I have been told many things about my voice. Here are some examples:
- You have a great telephone voice.
- I love to hear your pray.
- You have a sharp tongue.
- You are loud and scream too much.
- You have a good intercom voice. You sound different than you look...WELL!
- I love your laugh.
- You have a muddled accent. (It's called being Mexican and living in the South!)
- I like to hear you read out loud.
When I was growing up, I was raised Catholic. I love the way we were trained to honor and keep an attitude of holiness regarding Jesus. I don't want to write about doctrines or differences of Biblical theology here. I just want to make a point. I found comfort in the rituals and quiet, solemn services, but always thought Jesus was unapproachable. I left the Catholic church and went with my mom to the other extreme which was the Pentecostal Holiness Church. It was there that words were flying left and right about fire, hell, and damnation. The words were harsh and always took on a warning or "watch out" tone. I enjoyed the freedom of worship and expression of love for Jesus there but retaining His word was hard. I never felt good enough. The grace message was hard to accept in this particular Pentecostal church. I left home and sought after other churches and my mom eventually left the Pentecostal church as well. I write this not to criticize nor add judgement but to express my dissatisfaction of my experiences with the delivery of His word.
I don't think our Father God is deaf so I feel no need to yell at Him or heaven while praying. I am not deaf and don't think I need to be yelled at while receiving His word. I understand emphasis but I don't respect yelling nor tones of "woe is you". I know that we are called to correct and defend a solid message based on the word of God. Watering down and flowering up the word is not beneficial. I believe we can deliver the Word of God in obedience and truth, allowing the Holy Spirit to convict or move accordingly to God's will. I was convicted and encouraged yesterday as I took in God's Word several times yesterday. Let me share.
Regarding Bible Study yesterday, I had to sit in a class where we were instructed on how the Bible study worked and how we as interdominations should follow certain guidelines. The lady spoke with calmness and peaceably. She got her point across and was well understood. She smiled and allowed for comment. I learned that rules can be delivered respectfully and without the need to really drive home how important they are by raising my voice or repeating myself.
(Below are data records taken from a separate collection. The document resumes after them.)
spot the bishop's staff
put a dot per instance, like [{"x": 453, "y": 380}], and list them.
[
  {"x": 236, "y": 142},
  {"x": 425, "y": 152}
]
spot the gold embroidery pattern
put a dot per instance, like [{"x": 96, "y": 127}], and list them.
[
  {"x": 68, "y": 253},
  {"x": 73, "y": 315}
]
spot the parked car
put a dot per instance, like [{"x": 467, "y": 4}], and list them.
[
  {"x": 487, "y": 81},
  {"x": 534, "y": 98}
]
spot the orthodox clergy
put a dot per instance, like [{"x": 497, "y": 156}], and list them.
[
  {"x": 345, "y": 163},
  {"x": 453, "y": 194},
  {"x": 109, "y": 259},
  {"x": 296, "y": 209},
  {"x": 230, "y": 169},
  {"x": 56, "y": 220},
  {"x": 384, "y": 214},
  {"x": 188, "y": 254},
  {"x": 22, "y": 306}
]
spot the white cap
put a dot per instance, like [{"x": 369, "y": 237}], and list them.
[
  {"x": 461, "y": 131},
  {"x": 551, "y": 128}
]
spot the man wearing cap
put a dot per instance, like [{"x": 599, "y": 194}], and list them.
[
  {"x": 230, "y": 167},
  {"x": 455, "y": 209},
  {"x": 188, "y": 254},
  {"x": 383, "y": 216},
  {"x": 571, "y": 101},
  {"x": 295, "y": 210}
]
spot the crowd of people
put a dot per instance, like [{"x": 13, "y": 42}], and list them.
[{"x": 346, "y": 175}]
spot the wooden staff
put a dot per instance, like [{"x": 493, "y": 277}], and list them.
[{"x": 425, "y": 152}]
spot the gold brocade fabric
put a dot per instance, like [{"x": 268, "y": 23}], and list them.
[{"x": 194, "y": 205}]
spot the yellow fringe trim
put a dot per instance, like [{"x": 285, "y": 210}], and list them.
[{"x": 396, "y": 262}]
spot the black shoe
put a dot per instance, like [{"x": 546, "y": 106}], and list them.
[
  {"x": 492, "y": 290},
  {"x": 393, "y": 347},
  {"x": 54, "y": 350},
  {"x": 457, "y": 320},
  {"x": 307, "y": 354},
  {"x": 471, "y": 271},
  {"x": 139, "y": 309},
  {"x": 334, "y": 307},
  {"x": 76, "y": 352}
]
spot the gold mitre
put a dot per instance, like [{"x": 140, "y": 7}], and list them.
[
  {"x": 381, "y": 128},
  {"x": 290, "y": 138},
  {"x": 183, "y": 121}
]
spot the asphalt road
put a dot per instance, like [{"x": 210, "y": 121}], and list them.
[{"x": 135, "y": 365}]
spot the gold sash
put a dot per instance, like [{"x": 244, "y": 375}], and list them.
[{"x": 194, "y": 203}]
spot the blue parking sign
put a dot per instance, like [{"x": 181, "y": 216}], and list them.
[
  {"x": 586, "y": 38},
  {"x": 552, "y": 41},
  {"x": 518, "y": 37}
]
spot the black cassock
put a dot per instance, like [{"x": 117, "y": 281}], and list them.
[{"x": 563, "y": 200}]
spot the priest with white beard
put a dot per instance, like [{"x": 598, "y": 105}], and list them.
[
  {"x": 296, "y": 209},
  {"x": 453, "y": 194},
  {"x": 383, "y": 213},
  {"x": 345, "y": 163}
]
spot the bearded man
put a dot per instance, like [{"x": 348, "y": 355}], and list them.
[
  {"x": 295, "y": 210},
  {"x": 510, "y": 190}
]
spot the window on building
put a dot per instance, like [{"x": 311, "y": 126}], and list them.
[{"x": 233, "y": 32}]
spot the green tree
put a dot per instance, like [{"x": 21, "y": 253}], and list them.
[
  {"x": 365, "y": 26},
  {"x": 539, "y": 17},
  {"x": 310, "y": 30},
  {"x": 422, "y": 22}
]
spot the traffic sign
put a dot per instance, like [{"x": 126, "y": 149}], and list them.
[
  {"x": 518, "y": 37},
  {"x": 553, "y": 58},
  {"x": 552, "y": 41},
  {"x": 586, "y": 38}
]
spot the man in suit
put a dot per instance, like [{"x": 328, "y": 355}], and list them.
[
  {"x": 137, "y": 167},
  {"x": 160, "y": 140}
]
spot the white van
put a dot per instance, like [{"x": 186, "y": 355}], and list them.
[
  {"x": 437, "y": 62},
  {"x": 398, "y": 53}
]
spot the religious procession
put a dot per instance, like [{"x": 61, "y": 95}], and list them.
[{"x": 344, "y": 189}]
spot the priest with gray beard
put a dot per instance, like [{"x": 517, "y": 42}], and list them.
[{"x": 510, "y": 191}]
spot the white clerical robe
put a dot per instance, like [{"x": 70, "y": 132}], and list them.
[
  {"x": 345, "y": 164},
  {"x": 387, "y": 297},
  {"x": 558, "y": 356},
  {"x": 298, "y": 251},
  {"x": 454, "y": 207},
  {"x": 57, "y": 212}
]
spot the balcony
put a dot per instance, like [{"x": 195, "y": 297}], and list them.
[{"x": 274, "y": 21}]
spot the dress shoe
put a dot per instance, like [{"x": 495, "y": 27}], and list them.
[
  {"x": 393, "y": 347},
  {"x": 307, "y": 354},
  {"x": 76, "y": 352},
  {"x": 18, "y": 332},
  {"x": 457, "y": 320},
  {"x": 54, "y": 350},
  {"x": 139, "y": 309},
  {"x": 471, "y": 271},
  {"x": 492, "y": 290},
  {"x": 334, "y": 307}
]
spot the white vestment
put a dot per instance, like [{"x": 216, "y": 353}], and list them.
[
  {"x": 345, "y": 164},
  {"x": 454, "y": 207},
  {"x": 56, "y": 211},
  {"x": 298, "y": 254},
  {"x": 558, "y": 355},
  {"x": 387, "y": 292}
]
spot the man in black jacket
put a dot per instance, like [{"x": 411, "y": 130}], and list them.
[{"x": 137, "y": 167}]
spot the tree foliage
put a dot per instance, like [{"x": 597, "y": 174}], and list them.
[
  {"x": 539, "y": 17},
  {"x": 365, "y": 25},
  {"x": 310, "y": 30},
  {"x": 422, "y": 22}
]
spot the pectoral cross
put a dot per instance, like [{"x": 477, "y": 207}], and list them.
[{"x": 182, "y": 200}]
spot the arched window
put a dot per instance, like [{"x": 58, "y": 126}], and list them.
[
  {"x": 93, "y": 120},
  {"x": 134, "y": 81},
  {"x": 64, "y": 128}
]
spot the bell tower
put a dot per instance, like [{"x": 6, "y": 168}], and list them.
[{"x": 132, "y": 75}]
Another lady spoke to the entire study group about participating in childcare at least once during the study year. She smiled and spoke lovely about the call on her life to work with children. She shared what they do in class. She taught us a song and we sang it joyfully. She didn't say you must do this but she shared how wonderful the impact is and offered the opportunity to participate. The Holy Spirit was in charge of encouraging our hearts to participate. Her voice was infectious with joy to celebrate children. I learned the best way to solicit help is to request so appropriately by offering them the reasons why you need them to help and how it can impact the work of God and use a voice that is kind not pitiful, desparate, nor judgemental.
I wrote earlier about the main speaker who taught us the first chapter of Revelations with such poise and gentleness. She had a big message to share but she did so with a loving spirit and gave us life application spoken with a joy that I wanted and couldn't wait to go home and study more. I believe the gospels reflect this about Jesus. He was secure and knowledgeable about what He shared and taught (He was God!). He used appropriate models, parables and a voice that drew people to Him. He loved. He had the Spirit in Him and the fruits were Him. I need only the His examples to learn how to speak for Him...appropriately.
I went to our Wednesday night service last night. I purposely listened to our preacher and a speaker from Kairos Prison Ministry. I listened to their chosen words and prayers. I listened to their tones and heard their hearts. The delivery of God's word was received and written on the tablet of my heart because I was drawn by the tender spirit of Christ.
The speaker from the prison ministry spoke with a humbleness that blew me away. This guy participates in a powerful ministry which deals with maximum security imprisoners. He has Jesus to offer which has huge responsibilities. He, however, spoke with a gratefulness for the cookies members brought for him to share with the prisoners. He talked about the draw of the cookies for the prisoners to attend. He shared how they are used in the ministry. He didn't make those of us feel guilty for not baking cookies but created a desire in us to bake some the next time around. He used words for this but it was the delivery of the words filled with genuine gratitude and joy for the receipt of them.
Our preacher prayed for the many requests received during service last night. As he prayed aloud, I listened to the words and prayed with him. I found myself listening again for the delivery. He was talking to God very personally and very reverently, honoring His holiness yet with such a familiarity and peace that I told myself that I want to pray like that. I want to "feel" not recite prayers when in a group. His voice reflected genuine burdens for the requests and the desire to see the hand of God move in the particular situations.
The voice is a power tool in our make-up that can truly add to our ministries and our relationships in general. I am hopeful today that I will continue to reflect on my voice and how I can express myself in a more Godly and gentle manner. I want to be listened to. I want to be heard. I want my family to be drawn to me...the Jesus in me. I can do no less than ask the Holy Spirit to revive and live in me so the fruits of love, joy, peace, patience, kindness, goodness, faithfulness, gentleness and self-control are evident in my heart and again lived out loud.